An alternative strategy is to target the immune system rather than the tumour directly. Ipilimumab is indicated in the European Union at a dose of 3 mg/kg for use in adult patients with unresectable stage III or IV melanoma who have received prior therapy [15]. Ipilimumab inhibits cytotoxic T-lymphocyte-associated antigen-4 (CTLA-4), a negative regulator of T-cell activation, thereby potentiating T-cell proliferation and infiltration, leading to tumour cell death [16]. In phase III trials, ipilimumab significantly improved overall survival (OS) compared to control in both pretreated and treatment-naïve patients with metastatic melanoma [17], [18]. Many patients treated with ipilimumab at different doses and combinations have long-term survival, with 5-year survival rates ranging from 13% to 36% in phase II trials [19], [20]. Ipilimumab is generally well tolerated, and most adverse events (AEs) are manageable using treatment guidelines established during clinical development [15], [21], [22].

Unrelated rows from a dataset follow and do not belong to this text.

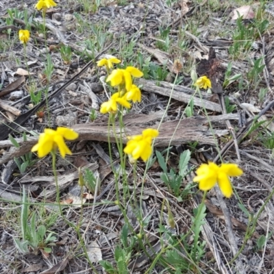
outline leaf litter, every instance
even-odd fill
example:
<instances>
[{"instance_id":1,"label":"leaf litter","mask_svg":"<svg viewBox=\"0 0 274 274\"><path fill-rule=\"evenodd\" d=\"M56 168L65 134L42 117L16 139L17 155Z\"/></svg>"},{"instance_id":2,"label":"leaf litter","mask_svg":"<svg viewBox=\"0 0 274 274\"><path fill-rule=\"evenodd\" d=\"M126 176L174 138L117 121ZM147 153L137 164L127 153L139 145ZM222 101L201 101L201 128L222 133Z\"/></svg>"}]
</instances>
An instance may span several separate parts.
<instances>
[{"instance_id":1,"label":"leaf litter","mask_svg":"<svg viewBox=\"0 0 274 274\"><path fill-rule=\"evenodd\" d=\"M223 24L224 28L227 27L227 29L235 29L235 21L238 20L239 16L242 16L242 24L247 27L250 23L247 21L254 19L256 12L261 7L257 5L237 7L234 3L231 4L229 2L227 6L225 3L220 3L219 8L215 10L208 1L199 4L182 1L178 1L177 3L173 3L169 7L167 2L134 1L125 5L117 5L116 1L105 3L102 1L102 6L96 12L85 14L83 5L80 3L60 1L58 7L62 8L47 10L47 41L42 36L38 35L37 22L41 23L42 18L39 14L34 13L34 1L28 1L25 6L18 7L16 2L3 0L3 5L0 5L0 17L4 21L8 17L8 8L16 7L21 11L24 8L29 8L30 14L36 16L34 22L36 22L36 24L32 25L32 37L30 43L32 45L35 45L34 37L40 42L38 49L34 47L29 47L27 49L29 51L27 52L27 60L30 73L28 73L27 68L23 66L23 47L18 41L15 41L16 47L11 48L12 53L6 50L1 52L0 84L2 87L0 96L2 92L5 92L5 95L2 97L0 105L2 109L0 114L0 147L2 154L0 159L2 164L0 196L2 199L10 201L9 203L6 201L1 201L1 215L3 218L8 218L12 204L11 201L21 201L22 184L38 185L38 188L35 190L29 188L30 201L34 203L38 203L45 201L44 199L49 203L55 201L56 189L49 158L46 158L37 162L34 166L29 166L25 174L18 176L14 175L16 168L12 164L14 157L21 157L29 152L37 140L33 136L34 134L29 134L25 141L21 134L23 132L41 132L47 125L47 110L45 108L46 102L42 101L33 108L30 104L29 80L35 79L38 82L42 82L44 85L49 85L49 109L54 125L71 126L79 133L79 140L71 144L75 155L69 158L68 162L73 162L75 157L81 155L84 158L86 168L88 166L88 169L99 171L102 180L100 191L96 196L89 192L82 197L79 191L73 190L73 188L77 186L78 171L64 162L60 162L57 166L62 201L68 206L64 209L68 220L75 223L79 221L79 212L76 206L73 207L73 203L76 202L77 204L82 198L91 200L96 198L96 201L99 203L96 206L92 203L86 203L86 206L84 207L81 229L84 233L83 238L89 259L100 273L103 273L103 271L97 264L98 260L103 258L112 262L114 261L113 247L119 242L125 220L119 208L103 203L105 199L116 199L113 173L108 169L110 164L110 158L105 157L105 155L108 156L108 154L106 144L108 133L108 121L103 116L99 116L95 122L90 123L88 118L90 108L93 108L97 110L98 105L107 98L105 86L102 85L100 80L100 77L104 76L104 72L95 68L92 62L85 66L87 62L81 53L85 52L93 58L97 54L101 54L101 57L108 56L108 54L116 57L121 55L119 57L122 59L134 62L136 61L132 59L132 56L137 56L136 52L140 53L144 57L144 60L149 62L147 64L151 71L153 68L158 69L157 68L159 67L166 70L166 77L160 80L154 79L154 74L150 75L149 79L142 78L136 81L142 87L142 101L134 105L130 114L125 117L125 124L127 127L127 130L132 134L138 134L147 125L157 127L164 113L162 110L167 104L171 90L174 89L172 93L172 105L164 117L162 130L160 129L160 138L155 142L157 149L162 150L169 145L173 146L171 151L173 158L171 158L169 163L171 166L175 165L180 153L189 148L190 143L195 141L198 141L199 145L195 154L192 155L190 162L195 166L198 166L200 163L212 160L217 155L214 136L219 136L219 141L222 144L221 147L223 149L225 144L230 142L229 131L234 131L240 123L245 124L245 119L247 120L245 125L250 127L257 112L259 112L261 118L266 121L269 129L273 132L273 105L269 104L273 99L273 79L271 75L274 71L274 44L270 34L273 32L271 28L273 23L274 5L271 3L267 3L264 7L265 12L263 13L262 19L267 19L271 22L269 32L260 34L260 37L251 45L248 54L239 55L232 60L232 74L247 75L252 67L251 60L262 58L262 64L266 66L260 78L260 88L266 88L266 92L262 97L262 103L260 103L258 87L245 88L240 92L238 98L234 97L233 95L238 92L238 89L247 81L245 79L243 79L242 84L240 81L233 82L225 90L223 90L221 85L220 86L220 83L223 83L228 63L232 62L228 53L229 51L235 51L237 46L232 39L233 34L228 31L222 32L220 24ZM7 5L5 6L5 4ZM197 18L201 10L203 10L206 16L203 19L200 18L201 22L199 22ZM229 17L232 12L234 13L232 18ZM84 27L84 21L81 22L79 20L81 18L84 18L90 25ZM192 25L196 27L192 26L192 28L190 28ZM98 25L103 29L103 31L100 32L100 27L95 29L95 27ZM0 34L5 34L7 29L5 27L5 24L0 27ZM16 37L16 28L24 27L23 20L14 18L14 25L10 28L11 36L9 34L3 37L6 40L10 39L10 36ZM169 29L168 34L164 34L165 29ZM87 38L90 37L90 32L92 32L92 36L96 38L96 42L94 44L96 47L88 47ZM182 35L184 36L182 39ZM44 72L43 64L46 62L45 43L49 45L53 68L56 72L53 73L49 83L47 83ZM58 50L62 45L68 45L72 49L71 61L68 63L62 60ZM125 45L129 45L127 51L123 49ZM180 45L184 47L180 48L178 47ZM130 47L132 45L134 50L130 51ZM211 51L214 56L210 56L210 49L214 49L214 53ZM234 51L234 53L236 54L237 51ZM18 65L12 55L20 59L22 64ZM199 60L196 59L197 56L200 57ZM179 84L174 84L173 61L178 58L182 60L183 67L180 74L182 81ZM190 73L195 60L197 73L201 75L210 73L209 75L215 81L215 89L221 88L223 93L225 93L230 102L236 105L238 113L223 113L223 105L221 101L219 101L221 97L218 92L210 94L202 91L201 95L195 94L195 90L191 88ZM25 80L23 77L28 80ZM70 88L66 89L68 86ZM41 88L42 85L37 86L36 89ZM16 91L22 92L20 98L14 97L16 99L11 101L10 96L12 95L12 92ZM73 95L75 94L77 95L77 97ZM190 118L184 117L177 127L178 117L181 116L184 108L193 95L195 115ZM76 97L76 100L74 97ZM205 118L203 107L209 112L208 119ZM45 115L40 118L42 120L38 120L36 116L38 110L45 112ZM65 119L58 119L58 116ZM208 119L213 123L213 135L208 127ZM229 121L231 125L225 125L225 123ZM14 123L12 123L12 121ZM12 129L16 132L14 132ZM175 129L175 134L173 135ZM255 130L254 132L256 134L258 132ZM13 134L20 147L13 149L11 142L8 139L8 134ZM112 159L116 164L119 164L119 161L115 153L116 148L113 132L110 136L113 149ZM242 134L242 136L245 135ZM123 137L123 142L125 142L125 135ZM225 153L226 157L235 160L240 156L240 162L238 164L244 169L245 175L240 179L234 179L233 184L245 208L255 214L266 201L272 189L272 151L258 142L256 134L251 134L247 138L245 136L245 139L238 145L238 149L234 147ZM10 164L8 164L8 162ZM116 169L119 169L119 166L116 166ZM138 169L141 177L144 166L140 165ZM188 179L191 181L192 178ZM175 199L160 178L157 162L155 165L148 171L146 179L147 182L143 191L138 189L136 194L140 195L142 193L142 196L139 197L139 199L142 200L140 203L141 208L138 210L142 210L143 216L148 217L149 220L149 231L147 231L147 236L149 239L150 247L146 247L146 252L152 256L159 252L162 247L161 241L164 242L167 237L167 234L164 234L160 238L158 231L164 198L169 197L173 214L176 219L175 229L172 230L171 233L173 236L177 236L185 233L186 227L191 224L190 212L192 212L193 208L197 208L201 197L195 195L193 198L180 202ZM128 182L132 182L132 178L129 177ZM184 179L183 184L186 185L187 179ZM129 186L129 189L131 188L132 186ZM120 186L119 188L122 191L122 186ZM230 273L228 272L230 271L225 264L226 262L233 258L233 245L236 244L240 247L249 220L248 216L245 215L245 211L240 210L239 201L236 197L226 200L226 208L224 209L222 207L222 201L216 199L216 195L218 197L218 194L214 190L210 191L207 197L206 223L203 225L201 236L207 243L206 253L201 262L203 265L200 271L208 273L209 269L211 269L210 271L214 270L216 273ZM70 204L72 206L69 207ZM273 230L272 208L273 200L271 199L257 222L253 234L253 238L249 240L242 251L242 262L237 262L236 264L238 269L242 269L241 273L257 273L254 269L260 269L262 273L270 273L274 267L273 236L271 235L268 237L264 249L258 249L258 242L255 240ZM131 220L134 229L138 231L138 225L136 221L134 213L136 209L132 206L127 208L128 218ZM51 211L50 207L47 207L47 210ZM226 226L227 214L232 219L232 230L230 232L232 232L236 239L235 242L232 241L228 236L229 234L227 233L229 228ZM164 212L166 220L166 214L167 210ZM7 220L2 223L0 227L2 234L1 246L2 253L5 254L1 261L0 269L2 273L12 273L12 268L16 269L17 273L21 273L24 270L24 272L33 271L37 273L60 271L92 273L86 260L79 256L83 253L81 249L78 249L80 239L73 230L66 232L68 226L62 219L59 218L49 229L60 236L60 245L56 244L55 247L52 247L53 253L49 253L49 257L45 258L40 254L35 258L29 256L18 255L16 252L11 255L10 250L15 251L12 235L17 236L18 231L18 228L10 223L12 220ZM62 242L62 239L66 240ZM191 240L191 238L189 239L190 245ZM73 252L71 253L72 250ZM150 263L147 256L142 251L139 254L132 254L129 267L132 273L145 273L150 266ZM29 266L33 267L28 269ZM159 265L155 267L153 271L160 273L162 270L163 266Z\"/></svg>"}]
</instances>

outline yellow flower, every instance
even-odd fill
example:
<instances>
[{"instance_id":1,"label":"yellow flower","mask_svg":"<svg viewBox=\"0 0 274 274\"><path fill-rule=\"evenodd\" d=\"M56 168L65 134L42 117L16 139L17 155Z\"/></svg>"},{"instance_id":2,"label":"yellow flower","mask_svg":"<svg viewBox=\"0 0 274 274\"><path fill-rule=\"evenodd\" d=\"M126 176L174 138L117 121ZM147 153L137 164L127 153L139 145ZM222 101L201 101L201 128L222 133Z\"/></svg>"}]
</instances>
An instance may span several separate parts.
<instances>
[{"instance_id":1,"label":"yellow flower","mask_svg":"<svg viewBox=\"0 0 274 274\"><path fill-rule=\"evenodd\" d=\"M57 130L45 129L44 133L40 134L38 142L32 147L32 151L38 151L38 157L42 158L58 147L61 156L64 158L66 154L71 155L72 153L64 138L72 140L77 138L78 134L69 128L59 127Z\"/></svg>"},{"instance_id":2,"label":"yellow flower","mask_svg":"<svg viewBox=\"0 0 274 274\"><path fill-rule=\"evenodd\" d=\"M235 164L221 164L221 166L213 162L202 164L196 171L193 182L199 182L199 188L209 190L218 183L223 195L229 198L232 195L232 187L229 176L240 176L242 171Z\"/></svg>"},{"instance_id":3,"label":"yellow flower","mask_svg":"<svg viewBox=\"0 0 274 274\"><path fill-rule=\"evenodd\" d=\"M105 114L108 112L116 112L117 111L117 103L126 108L130 108L131 105L124 97L120 97L121 92L112 95L110 99L101 105L100 112Z\"/></svg>"},{"instance_id":4,"label":"yellow flower","mask_svg":"<svg viewBox=\"0 0 274 274\"><path fill-rule=\"evenodd\" d=\"M129 154L131 158L137 160L140 157L146 162L152 153L152 139L157 137L159 132L156 129L147 129L142 131L142 135L129 137L124 152Z\"/></svg>"},{"instance_id":5,"label":"yellow flower","mask_svg":"<svg viewBox=\"0 0 274 274\"><path fill-rule=\"evenodd\" d=\"M19 40L23 43L27 44L29 40L29 32L27 29L20 29L19 30Z\"/></svg>"},{"instance_id":6,"label":"yellow flower","mask_svg":"<svg viewBox=\"0 0 274 274\"><path fill-rule=\"evenodd\" d=\"M125 93L125 98L128 101L132 100L134 103L140 102L141 91L140 88L136 85L132 85L132 88Z\"/></svg>"},{"instance_id":7,"label":"yellow flower","mask_svg":"<svg viewBox=\"0 0 274 274\"><path fill-rule=\"evenodd\" d=\"M112 86L125 84L125 89L129 90L132 86L132 76L140 77L143 75L142 71L134 66L127 66L125 69L114 69L108 77L106 82L110 81Z\"/></svg>"},{"instance_id":8,"label":"yellow flower","mask_svg":"<svg viewBox=\"0 0 274 274\"><path fill-rule=\"evenodd\" d=\"M46 10L47 9L55 7L55 5L57 5L57 4L53 0L38 0L35 8L38 10L42 9Z\"/></svg>"},{"instance_id":9,"label":"yellow flower","mask_svg":"<svg viewBox=\"0 0 274 274\"><path fill-rule=\"evenodd\" d=\"M211 88L211 81L206 76L202 76L198 78L194 86L200 88Z\"/></svg>"},{"instance_id":10,"label":"yellow flower","mask_svg":"<svg viewBox=\"0 0 274 274\"><path fill-rule=\"evenodd\" d=\"M98 66L105 66L108 68L112 68L113 64L119 64L121 63L121 60L117 58L112 58L109 59L103 58L101 60L97 62Z\"/></svg>"}]
</instances>

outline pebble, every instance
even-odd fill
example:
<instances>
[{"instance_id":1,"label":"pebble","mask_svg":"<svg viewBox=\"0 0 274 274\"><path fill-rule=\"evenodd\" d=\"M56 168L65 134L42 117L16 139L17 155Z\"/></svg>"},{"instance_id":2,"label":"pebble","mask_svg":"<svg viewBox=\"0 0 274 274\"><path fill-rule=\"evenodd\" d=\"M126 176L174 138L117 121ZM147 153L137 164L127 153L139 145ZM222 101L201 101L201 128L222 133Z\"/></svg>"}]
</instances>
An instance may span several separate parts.
<instances>
[{"instance_id":1,"label":"pebble","mask_svg":"<svg viewBox=\"0 0 274 274\"><path fill-rule=\"evenodd\" d=\"M77 123L77 118L72 114L66 114L65 116L58 116L55 119L55 123L58 125L64 125L71 127Z\"/></svg>"},{"instance_id":2,"label":"pebble","mask_svg":"<svg viewBox=\"0 0 274 274\"><path fill-rule=\"evenodd\" d=\"M76 88L77 88L77 84L75 83L71 83L66 88L66 90L74 91L76 90Z\"/></svg>"}]
</instances>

Because of the rarity of metastatic mucosal melanoma, limited data are available to guide treatment decisions. Reported data are most commonly from single-institution retrospective analyses that include patients treated many years ago [23]. Here, findings are reported for a subset of patients with metastatic mucosal melanoma participating in an Expanded Access Programme (EAP) [24]. The aim of this analysis was to evaluate the potential for using ipilimumab at its licensed dose of 3 mg/kg in this patient population.